You are not prepared to change and it seems he's not either!

Walk away now before emotions and other complications take over

FamiliaF · 26/07/2024 10:55

it's perfectly fine to make your own plans for Sunday and tell him you're busy. You don't owe him an explanation. Your time is valuable, and you should prioritize activities that bring you joy and fulfillment.
Remember, it's okay to set boundaries and expectations in a relationship. Your happiness and well-being are important.

itainthalfhot · 26/07/2024 10:57

@Lovemusic82 ah so there's also a drip feed!

Just dump him and deal with the consequences now rather than later! You are clearly not that interested in him or the relationship so I assume he provides a service for you that suits you at the moment

Poor man... set him free

Lovemusic82 · 26/07/2024 10:58

Shinyandnew1 · 26/07/2024 10:51

What’s he busy doing on Saturdays?

I would say, ‘Sundays are my only day to do stuff and see friends and you keep assuming I’m not only free but that I want to do nothing all day until you can squeeze me in mid afternoon before I collect my kids. It feel like you are assuming I’m free and but that I’m not you’re priority’

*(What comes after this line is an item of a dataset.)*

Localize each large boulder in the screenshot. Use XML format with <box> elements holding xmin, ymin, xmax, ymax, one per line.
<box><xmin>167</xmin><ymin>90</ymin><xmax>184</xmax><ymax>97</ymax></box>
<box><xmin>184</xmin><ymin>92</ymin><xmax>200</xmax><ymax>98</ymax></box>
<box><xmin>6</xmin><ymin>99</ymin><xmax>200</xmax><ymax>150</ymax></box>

Sometimes working, sometimes seeing his dc or going to an event with friends.

I have been flexible a number of times and moved days with ex having my dc or asking ex to have dc longer so I can see him in the afternoon. we spend one day together a few weeks ago but he wanted to stay in and not go out to do anything because he was tired, we stayed at mine and just sat in the garden, when I suggested going for a walk he said “no”. We haven’t really been anywhere together since our first date.

OP posts:
Lovemusic82 · 26/07/2024 10:59

itainthalfhot · 26/07/2024 10:57

@Lovemusic82 ah so there's also a drip feed!

Just dump him and deal with the consequences now rather than later! You are clearly not that interested in him or the relationship so I assume he provides a service for you that suits you at the moment

Poor man... set him free

He doesn’t provide me a service at all….I can’t explain but it’s similar to having to work together and sit in meetings together 😬.

OP posts:
Bonbon21 · 26/07/2024 11:03

So effectively you are prepared to be at his beck and call for a year to keep him sweet!
That is called manipulation.
Instead of being a grown up and telling him the relationship isn't working for you and wishing him well.
That is called self-respect.

Olika · 26/07/2024 11:05

Just end it with him. You don't sound bothered about him, you are bored with him and you are not compatible as he just wants to sit home doing nothing when you want to do things outside the house. You have very limited time available for yourself so spend it with your friends and doing things that interest you.

ThePassageOfTime · 26/07/2024 11:08

Ah!

So he's basically summons you for sex and dinner company when he has a window?

Dear lord, you're being 100 percent used.

Walk away

Starseeking · 26/07/2024 11:11

What I pick up from your OP is that you seem to be doing all the compromising, waiting for him, going to him etc.

I'd ask yourself what effort he is actually making to prioritise you, and whether his actions are truly demonstrating that.

And no, you are not asking too much.

Joy69 · 26/07/2024 11:15

I think you are dating my ex 🤔. In the end I planned my days off without him & it fizzled out. I would try & fade it out because it'll ruin your self esteem, & also ruin your chances of meeting someone better.